Most low back pain from muscle strain is a self-limited process with approximately 90% of patients recovering within two months [19]. For the remaining patients, chronic pain may result. Mechanical low back pain may result from overuse of normal muscles (muscle strain), injury or deformity of an anatomic structure (herniated nucleus pulposus), osteoarthritis, spinal stenosis, spondylolisthesis, or scoliosis [19]. This pain is associated with back strain and may be related to muscles that are tonically contracted in the resting position. Muscle contractions may also begin as a protective response to an acute injury. This increased muscle tension reduces back movement and allows the damaged area to heal, usually in an abnormal position. Reduced blood flow to muscles in spasm allows accumulation of metabolic byproducts that may stimulate pain receptors in blood vessels. If muscle tension is sustained, it can establish a pain-spasm-pain cycle, leading to chronic pain [20]. Our data showed that the control group became progressively worse. This is consistent with the muscle pain-spasm-pain cycle. Therefore, reducing muscle spasm may interfere with this cycle and relieve this chronic pain.

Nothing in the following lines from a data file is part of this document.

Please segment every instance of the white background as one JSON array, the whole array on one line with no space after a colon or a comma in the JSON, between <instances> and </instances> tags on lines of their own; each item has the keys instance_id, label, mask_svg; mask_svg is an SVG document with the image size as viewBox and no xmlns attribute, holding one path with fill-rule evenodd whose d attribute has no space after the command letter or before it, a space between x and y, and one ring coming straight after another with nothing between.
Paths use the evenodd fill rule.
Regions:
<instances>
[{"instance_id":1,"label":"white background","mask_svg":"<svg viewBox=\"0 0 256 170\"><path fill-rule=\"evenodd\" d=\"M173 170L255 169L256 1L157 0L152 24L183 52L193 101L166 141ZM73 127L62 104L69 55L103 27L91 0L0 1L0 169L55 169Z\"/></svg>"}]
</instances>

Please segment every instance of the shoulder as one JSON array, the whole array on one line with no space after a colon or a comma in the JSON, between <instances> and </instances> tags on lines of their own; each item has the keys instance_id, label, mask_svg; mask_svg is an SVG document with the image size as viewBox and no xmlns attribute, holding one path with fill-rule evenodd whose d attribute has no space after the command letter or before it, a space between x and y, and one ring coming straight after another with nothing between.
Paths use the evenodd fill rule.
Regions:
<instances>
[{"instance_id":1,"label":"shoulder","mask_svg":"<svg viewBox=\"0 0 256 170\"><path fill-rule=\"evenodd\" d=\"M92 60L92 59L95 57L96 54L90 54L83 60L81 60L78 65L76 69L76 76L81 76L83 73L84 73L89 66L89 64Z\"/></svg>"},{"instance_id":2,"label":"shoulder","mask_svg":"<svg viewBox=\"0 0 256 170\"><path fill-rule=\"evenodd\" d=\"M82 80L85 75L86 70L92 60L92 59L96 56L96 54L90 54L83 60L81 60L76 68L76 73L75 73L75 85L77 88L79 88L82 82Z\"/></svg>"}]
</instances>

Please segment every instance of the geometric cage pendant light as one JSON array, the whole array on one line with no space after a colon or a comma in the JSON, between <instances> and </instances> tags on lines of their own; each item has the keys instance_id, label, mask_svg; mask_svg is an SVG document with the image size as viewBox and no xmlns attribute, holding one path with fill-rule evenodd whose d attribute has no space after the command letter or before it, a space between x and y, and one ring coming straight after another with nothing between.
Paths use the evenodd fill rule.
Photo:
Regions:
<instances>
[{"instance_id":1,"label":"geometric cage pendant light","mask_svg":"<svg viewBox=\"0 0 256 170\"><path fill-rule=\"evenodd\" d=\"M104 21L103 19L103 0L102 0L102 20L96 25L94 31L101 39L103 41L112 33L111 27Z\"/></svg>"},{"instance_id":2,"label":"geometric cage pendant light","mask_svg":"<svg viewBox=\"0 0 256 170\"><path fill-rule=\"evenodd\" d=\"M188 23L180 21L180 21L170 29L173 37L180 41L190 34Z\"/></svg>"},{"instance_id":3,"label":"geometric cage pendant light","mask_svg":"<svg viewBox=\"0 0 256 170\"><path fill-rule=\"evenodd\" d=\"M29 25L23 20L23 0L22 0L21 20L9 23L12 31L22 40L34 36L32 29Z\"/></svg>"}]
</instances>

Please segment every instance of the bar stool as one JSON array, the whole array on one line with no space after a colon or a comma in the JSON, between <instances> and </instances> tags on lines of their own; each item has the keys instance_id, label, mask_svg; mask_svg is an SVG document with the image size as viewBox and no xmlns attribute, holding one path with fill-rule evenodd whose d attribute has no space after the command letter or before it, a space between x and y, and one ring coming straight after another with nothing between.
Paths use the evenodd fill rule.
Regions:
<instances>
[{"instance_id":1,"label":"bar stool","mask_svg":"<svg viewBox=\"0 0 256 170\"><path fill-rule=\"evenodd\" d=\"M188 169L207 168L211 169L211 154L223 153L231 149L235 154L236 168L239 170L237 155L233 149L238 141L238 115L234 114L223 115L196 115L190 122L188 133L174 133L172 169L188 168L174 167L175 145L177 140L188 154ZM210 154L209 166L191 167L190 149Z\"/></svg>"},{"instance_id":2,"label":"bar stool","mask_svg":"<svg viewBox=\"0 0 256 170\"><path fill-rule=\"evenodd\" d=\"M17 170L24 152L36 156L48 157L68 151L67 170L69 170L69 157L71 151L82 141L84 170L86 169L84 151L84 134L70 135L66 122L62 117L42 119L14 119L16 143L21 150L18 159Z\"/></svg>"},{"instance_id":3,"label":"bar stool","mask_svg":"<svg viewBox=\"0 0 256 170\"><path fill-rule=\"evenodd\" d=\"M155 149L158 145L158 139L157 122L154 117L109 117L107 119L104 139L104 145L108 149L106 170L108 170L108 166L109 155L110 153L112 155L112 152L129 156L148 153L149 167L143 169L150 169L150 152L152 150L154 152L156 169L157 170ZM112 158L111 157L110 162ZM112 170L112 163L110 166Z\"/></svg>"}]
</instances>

Botulinum Toxin Type A prevents the release of acetylcholine by the presynaptic axon at the motor endplates of cholinergic neurons [2]. (Figure 4). It has been used therapeutically to produce a partial chemical denervation by injecting minute doses directly into the motor endplate region of the muscle.

Figure 5
Figure 4 Hypothesis of BOTOX Mechanism

Photograph donated by Allergan Laboratories

At the nerve terminal, botulinum toxin type A is thought to induce a temporary chemodenervation through the following steps:

  1. The toxin binds to acceptors (yet to be identified) on cholinergic terminals.

  2. The molecule is internalized into the nerve ending.

  3. Once inside the nerve ending, botulinum toxin interferes with the exocytosis of cholinergic vesicles. This leads to chemodenervation and reduced muscular contractions.

  4. Over time, terminal sprouting occurs.

  5. Finally, the original functional endplate is re-established and sprouts regress (as reported by Prof. Oliver Dolly's laboratory). At this point symptoms may return in some patients.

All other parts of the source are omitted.